University of Neuchâtel, Institute of Financial Analysis, Neuchâtel, 2000, Switzerland.
Sci Data. 2022 Mar 29;9(1):112. doi: 10.1038/s41597-022-01245-1.
This database provides the daily time-series of COVID-19 cases, deaths, recovered people, tests, vaccinations, and hospitalizations, for more than 230 countries, 760 regions, and 12,000 lower-level administrative divisions. The geographical entities are associated with identifiers to match with hydrometeorological, geospatial, and mobility data. The database includes policy measures at the national and, when available, sub-national levels. The data acquisition pipeline is open-source and fully automated. As most governments revise the data retrospectively, the database always updates the complete time-series to mirror the original source. Vintage data, immutable snapshots of the data taken each day, are provided to ensure research reproducibility. The latest data are updated on an hourly basis, and the vintage data are available since April 14, 2020. All the data are available in CSV files or SQLite format. By unifying the access to the data, this work makes it possible to study the pandemic on a global scale with high resolution, taking into account within-country variations, nonpharmaceutical interventions, and environmental and exogenous variables.
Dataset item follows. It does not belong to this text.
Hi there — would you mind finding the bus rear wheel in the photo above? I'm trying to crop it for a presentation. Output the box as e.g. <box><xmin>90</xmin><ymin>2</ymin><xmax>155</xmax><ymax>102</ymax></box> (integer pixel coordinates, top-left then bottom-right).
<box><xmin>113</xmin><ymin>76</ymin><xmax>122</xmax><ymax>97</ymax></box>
该数据库提供了超过 230 个国家、760 个地区和 12000 个低级别行政区的 COVID-19 病例、死亡、康复人员、检测、疫苗接种和住院治疗的每日时间序列数据。地理实体与标识符相关联,以与水文气象、地理空间和流动数据相匹配。该数据库包括国家一级和(如适用)国家以下各级别的政策措施。数据采集管道是开源的,完全自动化的。由于大多数政府都对数据进行回溯修正,因此该数据库始终会更新完整的时间序列,以反映原始来源。每天都会提供陈旧数据(对数据进行的不可变快照),以确保研究的可重复性。最新数据每小时更新一次,自 2020 年 4 月 14 日起提供陈旧数据。所有数据都以 CSV 文件或 SQLite 格式提供。通过统一访问数据,这项工作使得可以在全球范围内以高分辨率研究大流行,同时考虑到国内差异、非药物干预措施以及环境和外生变量。